The Romance of Poldark by Winston Graham
When Ross Poldark returns to Cornwall after fighting in the colonies for three years, he finds his father dead, the mines mortgaged, the house a shambles, the servants drunk and his beloved Elizabeth engaged to his insipid cousin Francis. Could there be any drearier homecoming?
He secures a loan to pay off his debauched father’s debt to his uncle in order to prevent the scheming Warleggan clan from taking over the two mines he has inherited: Wheal Grace and Wheal Leisure. He knows that Elizabeth can’t possibly be in love with Francis, and he learns that she is marrying his cousin in order to help her own parents out of debt. But when he offers to remove the financial incentive for the marriage, Elizabeth informs him that she will not marry him, anyway. There is something dark and unruly in his spirit and he frightens her. She wants to be safe. Francis is safe. She knows every nook and cranny of his soul.
The Darkness of Poldark
Elizabeth does not appreciate mystery in a man. When Ross suggests to her that part of the joy in a marriage is to learn to know one another, Elizabeth replies that she will get to know her children. The man she marries must be transparent to her from the start. She wants no surprises. The choice to marry Francis is her own. She weds him of her own free will, while Ross Poldark scowls at the sea from the majestic heights of a Cornish cliff.
Ross does not accept the marriage. He will not gracefully walk away and seek his comfort elsewhere. He will pursue Elizabeth throughout her marriage to the weak but lovable Francis and later through her other marriage to the strong, but wicked Warleggan.
The Poldark Series
By now, you have probably deduced that the story I am relating to you is a bodice ripper, a romance, an unrealistic tale in which derring do and steamy love scenes take center stage, and reality, as we all know it, is left far behind.
The Poldark novels, from which the Poldark television drama derived, were a series of books by the British author Winston Graham. Set in Cornwall in the late eighteenth century, they centered on the social and psychological struggles of a lesser member of the gentry. Like many a novelist, Graham used the average reader’s sympathy for the common man, along with everyone’s aspirations to rise in social rank, in order to squarely ally us with Ross Poldark. Poldark is noble, but poor. Poldark is good natured, but intransigent. Poldark is hard working, but he is also entitled to his land by a long line of succession.
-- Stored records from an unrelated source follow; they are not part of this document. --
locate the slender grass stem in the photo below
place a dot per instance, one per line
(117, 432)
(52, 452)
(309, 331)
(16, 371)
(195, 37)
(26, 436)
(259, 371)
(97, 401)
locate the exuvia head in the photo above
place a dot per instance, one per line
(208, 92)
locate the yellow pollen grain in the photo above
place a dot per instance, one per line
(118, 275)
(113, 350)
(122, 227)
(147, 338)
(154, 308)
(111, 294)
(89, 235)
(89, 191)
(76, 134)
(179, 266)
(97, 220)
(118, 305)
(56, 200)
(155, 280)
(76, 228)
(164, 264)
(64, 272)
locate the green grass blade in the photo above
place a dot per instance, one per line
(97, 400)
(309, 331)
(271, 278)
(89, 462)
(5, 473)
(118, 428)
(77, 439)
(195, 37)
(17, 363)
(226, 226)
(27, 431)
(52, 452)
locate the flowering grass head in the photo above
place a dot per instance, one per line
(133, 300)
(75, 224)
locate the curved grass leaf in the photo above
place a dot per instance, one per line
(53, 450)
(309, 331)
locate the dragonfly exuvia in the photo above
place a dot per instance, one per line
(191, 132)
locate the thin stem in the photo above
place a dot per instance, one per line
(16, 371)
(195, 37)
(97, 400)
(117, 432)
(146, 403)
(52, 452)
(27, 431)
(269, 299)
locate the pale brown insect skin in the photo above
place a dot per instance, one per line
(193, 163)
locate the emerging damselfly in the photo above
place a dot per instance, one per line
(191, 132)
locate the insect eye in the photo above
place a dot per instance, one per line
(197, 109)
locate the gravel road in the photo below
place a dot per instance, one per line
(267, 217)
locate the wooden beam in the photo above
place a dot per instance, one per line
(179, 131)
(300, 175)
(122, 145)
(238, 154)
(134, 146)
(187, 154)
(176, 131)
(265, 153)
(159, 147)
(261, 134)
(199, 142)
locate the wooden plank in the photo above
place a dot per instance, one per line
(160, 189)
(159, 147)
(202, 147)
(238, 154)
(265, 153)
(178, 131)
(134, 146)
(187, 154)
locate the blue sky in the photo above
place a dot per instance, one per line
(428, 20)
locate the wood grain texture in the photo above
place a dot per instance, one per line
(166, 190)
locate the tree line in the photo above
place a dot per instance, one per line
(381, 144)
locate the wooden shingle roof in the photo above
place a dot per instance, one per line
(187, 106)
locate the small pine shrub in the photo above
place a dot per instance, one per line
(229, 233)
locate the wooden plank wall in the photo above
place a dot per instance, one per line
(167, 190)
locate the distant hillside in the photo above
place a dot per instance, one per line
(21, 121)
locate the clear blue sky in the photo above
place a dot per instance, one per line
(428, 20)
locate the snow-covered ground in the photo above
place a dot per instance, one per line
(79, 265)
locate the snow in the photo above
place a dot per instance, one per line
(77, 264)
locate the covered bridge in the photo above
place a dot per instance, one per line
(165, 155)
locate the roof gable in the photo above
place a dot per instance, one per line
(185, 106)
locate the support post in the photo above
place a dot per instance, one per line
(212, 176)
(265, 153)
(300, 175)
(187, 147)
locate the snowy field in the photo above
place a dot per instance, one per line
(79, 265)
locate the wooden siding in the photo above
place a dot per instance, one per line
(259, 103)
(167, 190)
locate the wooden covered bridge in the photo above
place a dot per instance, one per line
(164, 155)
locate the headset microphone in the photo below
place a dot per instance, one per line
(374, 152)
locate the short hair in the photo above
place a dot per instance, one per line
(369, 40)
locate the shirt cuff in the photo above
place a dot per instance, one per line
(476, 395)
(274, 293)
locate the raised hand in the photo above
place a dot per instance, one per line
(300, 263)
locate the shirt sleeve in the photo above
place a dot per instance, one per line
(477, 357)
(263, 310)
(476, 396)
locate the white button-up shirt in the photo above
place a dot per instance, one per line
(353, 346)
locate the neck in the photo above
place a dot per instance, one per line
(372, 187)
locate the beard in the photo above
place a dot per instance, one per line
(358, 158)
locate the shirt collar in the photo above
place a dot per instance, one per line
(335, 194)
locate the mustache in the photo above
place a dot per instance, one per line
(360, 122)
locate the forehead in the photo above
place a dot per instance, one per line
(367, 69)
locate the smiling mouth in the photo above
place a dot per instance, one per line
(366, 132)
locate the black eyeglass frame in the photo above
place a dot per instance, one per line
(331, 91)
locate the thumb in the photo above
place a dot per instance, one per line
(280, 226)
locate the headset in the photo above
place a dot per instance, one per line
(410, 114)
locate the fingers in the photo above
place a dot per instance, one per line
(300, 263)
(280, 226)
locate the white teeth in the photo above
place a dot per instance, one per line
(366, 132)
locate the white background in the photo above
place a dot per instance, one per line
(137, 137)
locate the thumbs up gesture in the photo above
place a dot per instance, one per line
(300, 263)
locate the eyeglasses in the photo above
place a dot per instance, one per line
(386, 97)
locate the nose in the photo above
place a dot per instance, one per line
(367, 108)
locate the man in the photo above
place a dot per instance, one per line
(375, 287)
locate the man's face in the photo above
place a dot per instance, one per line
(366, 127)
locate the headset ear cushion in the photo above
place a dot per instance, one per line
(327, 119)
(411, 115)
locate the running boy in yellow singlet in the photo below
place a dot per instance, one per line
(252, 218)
It is his by right of primogeniture, but he has to fight for it and earn it all over again.
Poldark is handsome and manly and brave and strong, but for some reason the woman of his dreams is just outside his reach. He clearly deserves to have her, but any consummation of his burning desire will have to be deferred for years, and taken hungrily and under cover of darkness, with the whole world against him
Robin Ellis and Angharad Rees as Ross Poldark and his other sweetheart Demelza
The BBC did an excellent job of putting the Poldark series together. An able cast led by Robin Ellis as Poldark and introducing the splendid Welsh actress Angharad Rees as Demelza, Poldark’s lower class love interest, kept the drama going despite some rather dreary sets and more dialogue than action.
The Moral of the Poldark Series
So what is the moral of the story? The next time you fall in love and are rebuffed and totally rejected, what will you do? Will you tell yourself that she doesn’t deserve you if she doesn’t leap into your arms at the first opportunity, or will you hunt her down and follow her wherever she goes, despite the fact that she has married someone else — and after that, yet another someone else. If you do the former, then you are a “laggard in love” as Sir Walter Scott would put it. If you do the latter, then you are a modern day stalker.
Society does not approve of romantic love. Society says we must settle. But everyone loves a good bodice ripper. Even the BBC!